Wget: ERROR 403: Forbidden

Rosika · April 12, 2023, 12:35pm

Hi all,

not an actual problem here, as I´ve found a solution/workaround already, but still: I´d like to know what you might think of the following:

On Linux Command Line Cheat Sheets @pdecker was kind enough to tell us about “Linux Command Line Cheat Sheets”. Thanks a lot for that.

I looked it up and I think it´s a great summary of all the important stuff I may need.

For easy future reference I tried downloading the page with wget but to my astonishment I got this terminal output:

wget "https://www.stationx.net/linux-command-line-cheat-sheet/"

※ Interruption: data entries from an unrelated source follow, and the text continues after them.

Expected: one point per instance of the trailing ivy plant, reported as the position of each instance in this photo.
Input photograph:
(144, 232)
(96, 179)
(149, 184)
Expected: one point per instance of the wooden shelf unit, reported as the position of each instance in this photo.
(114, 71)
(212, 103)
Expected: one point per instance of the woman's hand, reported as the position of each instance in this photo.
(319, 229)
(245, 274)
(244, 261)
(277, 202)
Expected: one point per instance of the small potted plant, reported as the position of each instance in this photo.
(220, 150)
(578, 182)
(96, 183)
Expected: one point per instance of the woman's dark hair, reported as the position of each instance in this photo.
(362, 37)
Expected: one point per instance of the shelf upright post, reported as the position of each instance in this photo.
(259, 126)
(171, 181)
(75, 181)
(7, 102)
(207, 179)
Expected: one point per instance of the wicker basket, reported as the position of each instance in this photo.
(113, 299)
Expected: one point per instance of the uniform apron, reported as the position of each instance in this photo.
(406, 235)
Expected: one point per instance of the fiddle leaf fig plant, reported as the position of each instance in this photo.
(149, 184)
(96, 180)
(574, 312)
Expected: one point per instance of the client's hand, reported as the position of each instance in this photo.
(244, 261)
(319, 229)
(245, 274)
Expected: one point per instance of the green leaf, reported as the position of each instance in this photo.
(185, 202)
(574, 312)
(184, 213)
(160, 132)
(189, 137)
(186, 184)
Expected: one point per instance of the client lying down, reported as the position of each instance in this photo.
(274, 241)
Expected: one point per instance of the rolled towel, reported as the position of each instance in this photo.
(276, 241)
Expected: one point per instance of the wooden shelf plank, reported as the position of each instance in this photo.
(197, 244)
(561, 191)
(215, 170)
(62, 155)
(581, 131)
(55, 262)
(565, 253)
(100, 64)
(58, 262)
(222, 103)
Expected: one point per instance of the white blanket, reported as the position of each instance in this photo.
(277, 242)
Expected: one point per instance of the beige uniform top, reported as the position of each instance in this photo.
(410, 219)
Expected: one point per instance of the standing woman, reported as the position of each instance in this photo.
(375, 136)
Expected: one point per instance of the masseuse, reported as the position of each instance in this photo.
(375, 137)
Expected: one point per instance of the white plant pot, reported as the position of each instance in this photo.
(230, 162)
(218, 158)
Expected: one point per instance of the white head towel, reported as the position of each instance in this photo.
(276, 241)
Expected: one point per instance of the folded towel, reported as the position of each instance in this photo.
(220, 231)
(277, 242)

--2023-04-12 14:13:06--  https://www.stationx.net/linux-command-line-cheat-sheet/
Resolving www.stationx.net (www.stationx.net)... 194.1.147.68, 194.1.147.28
Connecting to www.stationx.net (www.stationx.net)|194.1.147.68|:443... connected.
HTTP request sent, awaiting response... 403 Forbidden
2023-04-12 14:13:07 ERROR 403: Forbidden.

So it wouldn´t work.

Well, I then employed lynx for that matter (I´d like to stay within the terminal) and all I needed to do was hitting the “d” key from the lynx history and
I immediately got a nice html document of the respective page which I could easily save.

So lynx doesn´t seem to have any problems with downloading the page but wget doesn´t have the right permissions

That´s odd as I normally employ wget for dowloading almost anything and to the best of my recollection I never ran into any difficulties.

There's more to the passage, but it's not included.